Clash of the Predicates
Because we generally have a preference for using one particular sensory system to process our “reality” it logically follows that our language predicates will be from that same sensory system. Thus someone might have a preponderance of visual predicates, while someone else might have mostly auditory predicates.
If we fail to recognise that, and fail to adapt our own language to suit the person we’re communicating with, we risk not being understood, but more importantly, we risk that person feeling that we don’t understand them!
Check this scenario:
Customer: I can see difficulties with this. I just can’t picture it working.
Salesperson: Let me walk you through the specifications again and maybe you can get a better handle on the way it would work.
Compared with this scenario:
Customer: I can see difficulties with this. I just can’t picture it working.
Salesperson: Let’s take a look at the specifications again and see if we can get some clarity on how it would look to you if it did work.
The following exercises are designed to help build an awareness of the language predicates that people use, as well as a high level of skill in adapting your own language to theirs.
Exercise - Heightened Awareness of Predicates and Breathing Cues
Breathing cues can alert us to the type of sensory representational systems (V, A, K) a person is using. When a person is breathing high in the chest (see shoulders moving) then they may be processing pictorially. When a person is breathing mid chest (abdomen not moving) they may be processing auditorially.
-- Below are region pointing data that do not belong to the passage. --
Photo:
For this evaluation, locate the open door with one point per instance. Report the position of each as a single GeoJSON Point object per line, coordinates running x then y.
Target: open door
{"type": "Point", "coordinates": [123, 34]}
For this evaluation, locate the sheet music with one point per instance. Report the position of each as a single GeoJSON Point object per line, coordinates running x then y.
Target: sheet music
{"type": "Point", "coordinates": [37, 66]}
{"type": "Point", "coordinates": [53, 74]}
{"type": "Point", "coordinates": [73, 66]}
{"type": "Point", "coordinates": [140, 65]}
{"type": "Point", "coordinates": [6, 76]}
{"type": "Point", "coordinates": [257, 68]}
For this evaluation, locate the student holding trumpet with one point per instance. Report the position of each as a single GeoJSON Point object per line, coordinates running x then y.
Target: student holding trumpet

When a person is breathing fully (abdomen moving in and out) they may be processing kinaesthetically.
In groups of 3 or more, A talks to B about a situation, and every time A uses a predicate, B raises his/her hand, breathes in a V, A or K way, and names the word to which he/she was responding and which representational system he/she was modelling. C observes and comments on accuracy.
Exercise - Gaining Facility in Switching to Other People’s Language
In writing, describe the same sales proposal 3 times, using first visual, then auditory, then kinaesthetic predicates. Take about 4 lines of writing each time.
What sensory preference do you think you have? Hint: In the sentence work above, one of the sentences may have seemed very easy, and the others more difficult.
Be more aware of your clients’ language, and adapt your own appropriately, and you’ll greatly influence the quality of the connections that you make.
This article has explained some of the more basic NLP communication strategies.